The question of vanishing talent in general and Schlesinger's
plummet in particular has been tormenting me for a while, which
is why I'm especially happy to report that his new film, Cold
Comfort Farm, a comedy produced for BBC-Thames TV, is simply
wonderful. The switch to comedy and a lighter touch seems to have
made all the difference for Schlesinger, and this breezy film
is a pleasure from start to finish.
Set in England in the '30s, Cold Comfort Farm is the story
of Flora Poste (Kate Beckinsale), a plucky heroine if ever there
was one. Her parents have died and she doesn't much seem to care;
rather, she decides to seize the opportunity to further her literary
aspirations. She and her cosmopolitan mentor (Absolutely Fabulous'
Joanna Lumley) decide she will go live with whatever relatives
seem the most "interesting" so that she can write about
them later. The winners are a dark, troubled clan called the Starkadders
who, as it turns out, live on the cursed acres of Cold Comfort
Farm under the shadow of some unspeakably nasty, vaguely sexual
past.
The film is based on the novel Stella Gibbons wrote in the 1930's
with the intention of poking fun at the overwrought prose of writers
like D.H. Lawrence; the film functions as a piece of modern satire
that pokes fun at the recent bumper crop of period movies--you
know, the ones with plucky heroines sweeping through the English
countryside in long skirts. Though Cold Comfort Farm is
set in the 20th century, Flora Poste has the same indomitable
spirit as those ladies in dresses, and her world is similarly
limited by her gender. (And she's an almost perfect parody of
Diana Palmer, the blandly feisty '30s heroine of The Phantom).

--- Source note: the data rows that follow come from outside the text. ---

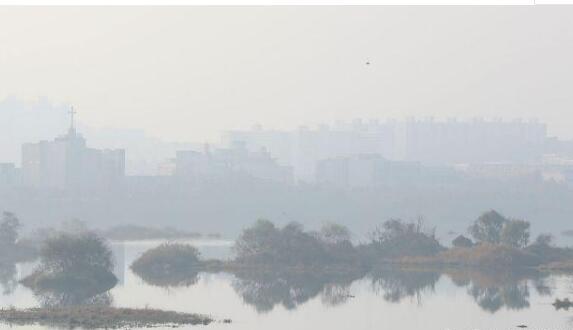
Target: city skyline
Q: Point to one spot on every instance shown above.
(158, 70)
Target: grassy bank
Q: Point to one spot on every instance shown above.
(99, 317)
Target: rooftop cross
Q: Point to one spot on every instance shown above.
(72, 112)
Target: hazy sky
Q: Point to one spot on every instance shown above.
(186, 73)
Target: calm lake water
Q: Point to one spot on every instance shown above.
(385, 299)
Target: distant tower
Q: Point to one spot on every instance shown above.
(72, 130)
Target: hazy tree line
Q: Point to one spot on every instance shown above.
(291, 245)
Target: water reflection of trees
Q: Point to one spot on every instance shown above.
(169, 279)
(8, 280)
(72, 299)
(494, 290)
(67, 294)
(395, 284)
(265, 290)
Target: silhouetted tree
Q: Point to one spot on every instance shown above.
(515, 233)
(544, 240)
(72, 253)
(9, 229)
(462, 241)
(332, 233)
(395, 238)
(487, 228)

Flora sets about changing the farm with a mixture of wily smarts
and inherent good sense that's remarkably similar to the smug,
self-satisfied spirit of Nancy Drew.
Flora's avocation is to "make things tidy," and luckily
there couldn't be a place any dirtier than the gothic Starkadder
farm. The Starkadders are ruled by a disturbed matriarch who "saw
something nasty in the woodshed" when she was a little girl,
and controls her family through the sheer load of evil and shame
puddled in this phrase. Her daughter Judith (Eileen Atkins) is
afflicted with a similarly psychotic disposition and has pictures
of her son Seth (Rufus Sewell), whom she loves with an unmotherly
love, arranged in a shrine in her room. Seth swaggers around the
farm, striking macho poses and bedding the stray milkmaid. He
is fond of asserting that "all women want to suck the life
out of ye."
Flora will have none of this and sets her cap on arranging all
the messiness of the Starkadders into tidy piles. The clever perfection
with which she finds solutions to a litany of problems accounts
for at least half the fun of this movie. She gives a little mop
to the old farmhand who has been washing dishes for years with
a twig. (He declines to soil it, however, referring to it as "a
beautiful white rose.") She suggests to the patriarch of
the family (a depressed Ian McKellen) that perhaps he could spread
the gospel further if he had a Ford truck, and he lights out for
a better life. All the while her relatives refer to her as "Robert
Poste's child" and mumble strange portents. They're increasingly
intrigued, though, by her promise of modern life, until eventually
the decaying farm begins to take on the bright, flower-strew look
of the farmhouse in Babe.
One of the most refreshing aspects of this movie is how light
weight it is, in the best sense. John Schlesinger's films, and
movies in general, seem to have gotten into the habit of dredging
up new and escalating conflicts for their own sake. Flora Poste,
on the other hand, faces a smaller but more engaging problem:
How will she ever manage to get her bedroom curtains washed?